Они остановились. Прислушались. Удары метронома были похожи на удары железного сердца.
— У этого города железное сердце? — спросила Саманта.
— Нет. Железное не выдержало бы, — отозвалась подруга. — У города человеческое сердце, только очень мужественное.
Они шли, крепко держась за руки, боясь смалодушничать, закричать от страха, упасть на снег, с которого уже не поднимешься.
Когда девочки свернули за угол, то у стены дома увидели людей, стоящих в очереди. Тесно прижимаясь друг к другу, они заслонялись от ледяного ветра.

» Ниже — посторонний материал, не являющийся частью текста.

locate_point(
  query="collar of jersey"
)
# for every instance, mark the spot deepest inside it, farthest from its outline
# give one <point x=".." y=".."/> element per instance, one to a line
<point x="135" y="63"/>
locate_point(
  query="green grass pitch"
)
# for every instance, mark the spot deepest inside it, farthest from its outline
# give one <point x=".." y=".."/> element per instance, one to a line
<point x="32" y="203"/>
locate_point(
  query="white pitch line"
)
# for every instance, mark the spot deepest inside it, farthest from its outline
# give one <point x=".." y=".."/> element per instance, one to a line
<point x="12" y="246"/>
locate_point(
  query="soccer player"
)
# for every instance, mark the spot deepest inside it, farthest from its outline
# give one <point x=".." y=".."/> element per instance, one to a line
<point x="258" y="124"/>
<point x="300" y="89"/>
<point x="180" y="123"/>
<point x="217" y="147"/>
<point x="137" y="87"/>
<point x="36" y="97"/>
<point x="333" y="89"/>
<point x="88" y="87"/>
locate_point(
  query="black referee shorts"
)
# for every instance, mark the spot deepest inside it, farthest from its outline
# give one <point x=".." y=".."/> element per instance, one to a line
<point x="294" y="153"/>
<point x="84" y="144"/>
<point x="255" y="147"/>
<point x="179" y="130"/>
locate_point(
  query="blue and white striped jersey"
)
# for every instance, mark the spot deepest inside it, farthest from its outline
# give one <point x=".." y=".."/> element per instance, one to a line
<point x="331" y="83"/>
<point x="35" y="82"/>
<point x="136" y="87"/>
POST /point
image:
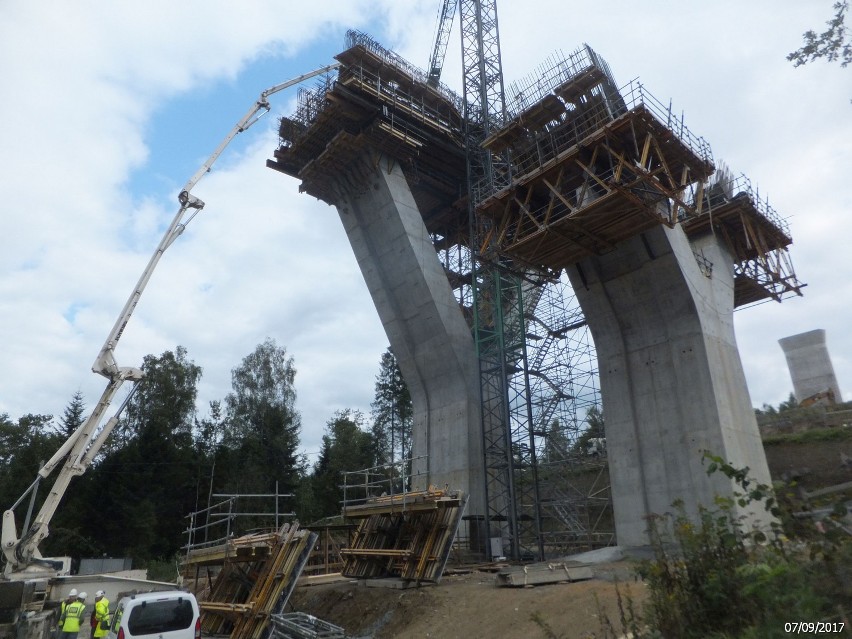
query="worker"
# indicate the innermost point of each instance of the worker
(101, 627)
(70, 619)
(71, 598)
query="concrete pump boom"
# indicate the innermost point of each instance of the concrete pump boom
(79, 450)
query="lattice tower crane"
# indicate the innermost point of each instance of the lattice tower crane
(499, 328)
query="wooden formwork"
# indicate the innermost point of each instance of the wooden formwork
(407, 536)
(254, 577)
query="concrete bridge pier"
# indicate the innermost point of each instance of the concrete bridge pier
(423, 321)
(661, 313)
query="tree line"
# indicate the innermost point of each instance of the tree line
(163, 462)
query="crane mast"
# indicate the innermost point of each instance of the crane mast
(499, 291)
(80, 449)
(442, 39)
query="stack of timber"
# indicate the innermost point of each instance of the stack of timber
(256, 575)
(326, 558)
(407, 536)
(299, 625)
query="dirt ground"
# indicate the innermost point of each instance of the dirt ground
(469, 605)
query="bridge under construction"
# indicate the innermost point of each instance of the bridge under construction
(582, 246)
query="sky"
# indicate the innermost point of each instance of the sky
(108, 108)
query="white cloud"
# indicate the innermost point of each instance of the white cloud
(83, 84)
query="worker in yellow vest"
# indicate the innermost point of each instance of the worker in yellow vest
(70, 618)
(71, 598)
(101, 615)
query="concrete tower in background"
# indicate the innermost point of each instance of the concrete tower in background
(810, 366)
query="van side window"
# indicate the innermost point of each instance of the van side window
(155, 617)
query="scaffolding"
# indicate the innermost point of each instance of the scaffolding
(400, 532)
(513, 189)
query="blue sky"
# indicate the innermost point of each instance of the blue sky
(107, 109)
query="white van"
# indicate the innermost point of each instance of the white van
(167, 614)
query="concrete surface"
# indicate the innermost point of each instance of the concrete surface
(424, 324)
(672, 382)
(810, 365)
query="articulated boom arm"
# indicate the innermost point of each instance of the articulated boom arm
(83, 445)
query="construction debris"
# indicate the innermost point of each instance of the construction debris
(539, 574)
(255, 576)
(299, 625)
(407, 536)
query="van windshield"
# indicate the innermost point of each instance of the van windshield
(155, 617)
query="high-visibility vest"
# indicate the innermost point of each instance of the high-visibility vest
(101, 614)
(73, 614)
(61, 613)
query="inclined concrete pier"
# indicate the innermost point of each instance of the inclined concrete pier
(672, 382)
(810, 365)
(423, 321)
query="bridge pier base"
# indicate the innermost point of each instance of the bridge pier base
(661, 313)
(424, 324)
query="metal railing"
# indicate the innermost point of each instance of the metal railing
(387, 480)
(220, 522)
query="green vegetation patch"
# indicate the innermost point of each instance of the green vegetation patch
(808, 436)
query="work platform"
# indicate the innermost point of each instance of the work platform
(387, 109)
(407, 536)
(603, 185)
(240, 584)
(587, 166)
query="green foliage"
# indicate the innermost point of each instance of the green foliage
(134, 499)
(163, 570)
(812, 435)
(263, 426)
(346, 446)
(713, 576)
(596, 430)
(25, 446)
(392, 412)
(833, 44)
(789, 404)
(73, 416)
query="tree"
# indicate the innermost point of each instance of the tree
(72, 417)
(834, 44)
(24, 446)
(392, 412)
(346, 446)
(556, 443)
(135, 498)
(594, 433)
(263, 426)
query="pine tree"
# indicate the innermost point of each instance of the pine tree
(263, 426)
(72, 417)
(392, 412)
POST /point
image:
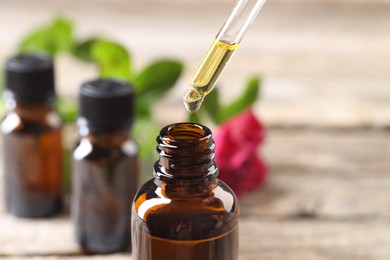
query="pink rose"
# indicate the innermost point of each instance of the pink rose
(237, 157)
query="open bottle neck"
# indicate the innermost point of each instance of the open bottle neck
(105, 138)
(186, 155)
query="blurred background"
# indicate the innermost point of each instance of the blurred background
(325, 101)
(329, 56)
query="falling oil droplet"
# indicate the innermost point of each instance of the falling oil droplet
(193, 100)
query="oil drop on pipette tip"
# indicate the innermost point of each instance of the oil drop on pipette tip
(207, 73)
(220, 52)
(193, 100)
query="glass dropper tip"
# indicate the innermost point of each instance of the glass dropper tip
(193, 100)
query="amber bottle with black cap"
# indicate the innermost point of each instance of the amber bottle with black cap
(32, 144)
(185, 212)
(105, 167)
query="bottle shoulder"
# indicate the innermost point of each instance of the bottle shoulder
(153, 200)
(87, 150)
(13, 122)
(186, 218)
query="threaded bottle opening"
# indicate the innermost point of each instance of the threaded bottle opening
(186, 151)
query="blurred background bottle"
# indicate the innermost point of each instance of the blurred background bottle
(32, 148)
(185, 212)
(105, 167)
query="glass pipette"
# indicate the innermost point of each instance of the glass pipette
(220, 52)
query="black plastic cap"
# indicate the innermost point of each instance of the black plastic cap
(106, 104)
(30, 78)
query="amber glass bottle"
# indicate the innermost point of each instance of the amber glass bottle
(185, 212)
(32, 146)
(105, 167)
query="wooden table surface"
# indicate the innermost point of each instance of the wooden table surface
(327, 197)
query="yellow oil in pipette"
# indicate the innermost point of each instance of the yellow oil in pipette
(220, 52)
(207, 73)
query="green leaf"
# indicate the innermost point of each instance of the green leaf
(158, 77)
(53, 38)
(67, 109)
(112, 59)
(245, 100)
(83, 50)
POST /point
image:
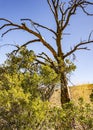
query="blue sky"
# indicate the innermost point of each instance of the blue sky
(37, 10)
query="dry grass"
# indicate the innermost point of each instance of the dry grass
(76, 93)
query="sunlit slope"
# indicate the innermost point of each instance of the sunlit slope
(77, 92)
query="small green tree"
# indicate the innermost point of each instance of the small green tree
(62, 13)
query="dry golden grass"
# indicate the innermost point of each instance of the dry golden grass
(77, 92)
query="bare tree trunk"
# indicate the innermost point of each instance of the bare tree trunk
(65, 94)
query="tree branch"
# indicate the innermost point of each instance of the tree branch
(39, 25)
(78, 47)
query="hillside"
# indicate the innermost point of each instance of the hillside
(76, 92)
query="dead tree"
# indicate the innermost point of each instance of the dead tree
(62, 14)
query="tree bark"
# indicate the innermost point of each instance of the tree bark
(65, 94)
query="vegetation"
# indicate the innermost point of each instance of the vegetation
(60, 63)
(21, 105)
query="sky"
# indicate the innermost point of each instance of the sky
(38, 10)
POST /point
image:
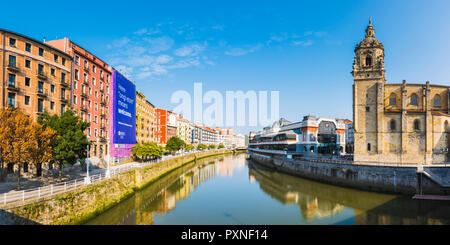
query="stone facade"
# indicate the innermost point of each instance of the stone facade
(403, 123)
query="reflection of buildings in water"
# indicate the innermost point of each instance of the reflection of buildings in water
(225, 167)
(251, 178)
(180, 189)
(311, 206)
(313, 209)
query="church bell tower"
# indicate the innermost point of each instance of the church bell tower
(368, 102)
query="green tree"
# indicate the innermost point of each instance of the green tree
(146, 151)
(189, 147)
(174, 144)
(71, 142)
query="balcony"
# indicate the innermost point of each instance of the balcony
(42, 92)
(13, 67)
(64, 99)
(13, 87)
(42, 75)
(65, 83)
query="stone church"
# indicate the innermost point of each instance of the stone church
(396, 122)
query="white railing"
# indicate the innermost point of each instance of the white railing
(49, 190)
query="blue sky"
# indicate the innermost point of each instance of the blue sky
(304, 49)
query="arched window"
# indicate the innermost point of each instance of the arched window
(416, 124)
(414, 99)
(368, 60)
(437, 100)
(392, 125)
(392, 99)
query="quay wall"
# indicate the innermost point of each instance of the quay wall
(81, 205)
(402, 180)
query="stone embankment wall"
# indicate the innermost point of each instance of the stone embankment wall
(387, 179)
(80, 205)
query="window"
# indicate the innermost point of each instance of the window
(11, 80)
(12, 42)
(392, 99)
(416, 124)
(40, 105)
(437, 100)
(63, 108)
(40, 69)
(40, 87)
(392, 124)
(368, 60)
(12, 99)
(414, 99)
(28, 47)
(12, 61)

Очередь двигалась так медленно, что казалось, люди не движутся, замерзли, окаменели. Только от губ отрывались едва заметные парки дыхания — единственный признак жизни.

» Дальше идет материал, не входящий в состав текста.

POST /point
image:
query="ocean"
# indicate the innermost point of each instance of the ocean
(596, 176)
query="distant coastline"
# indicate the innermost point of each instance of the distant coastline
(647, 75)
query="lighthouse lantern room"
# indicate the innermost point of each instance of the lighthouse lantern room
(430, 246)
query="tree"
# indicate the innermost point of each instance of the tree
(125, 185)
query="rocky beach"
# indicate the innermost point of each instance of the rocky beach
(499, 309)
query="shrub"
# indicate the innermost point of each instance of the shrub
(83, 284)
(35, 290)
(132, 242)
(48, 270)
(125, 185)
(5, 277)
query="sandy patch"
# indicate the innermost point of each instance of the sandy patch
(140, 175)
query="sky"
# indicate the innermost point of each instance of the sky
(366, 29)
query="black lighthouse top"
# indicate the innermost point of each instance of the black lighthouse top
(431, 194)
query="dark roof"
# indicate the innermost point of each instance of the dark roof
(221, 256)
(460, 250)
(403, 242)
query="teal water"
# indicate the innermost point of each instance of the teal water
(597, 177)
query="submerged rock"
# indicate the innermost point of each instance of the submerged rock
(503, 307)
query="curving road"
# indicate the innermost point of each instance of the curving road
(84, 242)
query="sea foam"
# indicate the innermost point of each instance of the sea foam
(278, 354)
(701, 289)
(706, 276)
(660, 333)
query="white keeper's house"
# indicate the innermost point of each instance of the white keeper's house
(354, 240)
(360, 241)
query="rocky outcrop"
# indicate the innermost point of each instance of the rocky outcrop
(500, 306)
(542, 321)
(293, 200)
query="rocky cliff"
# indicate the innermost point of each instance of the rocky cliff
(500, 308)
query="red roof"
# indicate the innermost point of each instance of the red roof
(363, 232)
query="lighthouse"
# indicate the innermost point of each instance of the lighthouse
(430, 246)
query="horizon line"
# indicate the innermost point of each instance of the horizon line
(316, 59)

— Что они делают? — спросила Саманта.
— Ждут хлеба.
— А где же война?
— Это и есть война. На войне все убивает. Огонь, холод, пули, голод. Здесь не просто голод — здесь голод-убийца. Фашистский голод. Понимаешь, Саманта?
Девочки молча подошли к очереди. Они увидели осунувшиеся лица, впалые глаза, посиневшие губы, выбившиеся из-под платков и шапок волосы густо покрылись инеем.
И вдруг Саманта воскликнула:
— Папа!.. Мама! Вы здесь? Как вы сюда попали?
Она с трудом узнала их. А может быть, это были не они, но ей удалось различить родные черты.
— Война! — хриплым голосом отозвался папа.
— Блокада! — сказала мама и на мгновение ожила. — Ты жива? Как хорошо, что ты жива… Мы очень страдали без тебя… Сейчас мы получим хлеб и поделимся с тобой.
— Вам самим мало! — вырвалось у Саманты.
— Идем. — Наташа потянула подругу за рукав.
И они зашагали дальше.
Неожиданно Саманта увидела своего соседа — старого солдата Ральфа Пастера. Как он очутился здесь? Почему-то он стоял на ногах без кресла-каталки. А борода его хотя и была белой, но не от старости, а от инея. И он раскуривал трубку, но так и не раскурил: в трубке не оказалось табаку.
— Мистер Ральф, почему вы здесь? — спросила Саманта.
— Потому, что здесь война. А я солдат.
— Но вы солдат американский.
— Американцы воюют на стороне русских, — был ответ.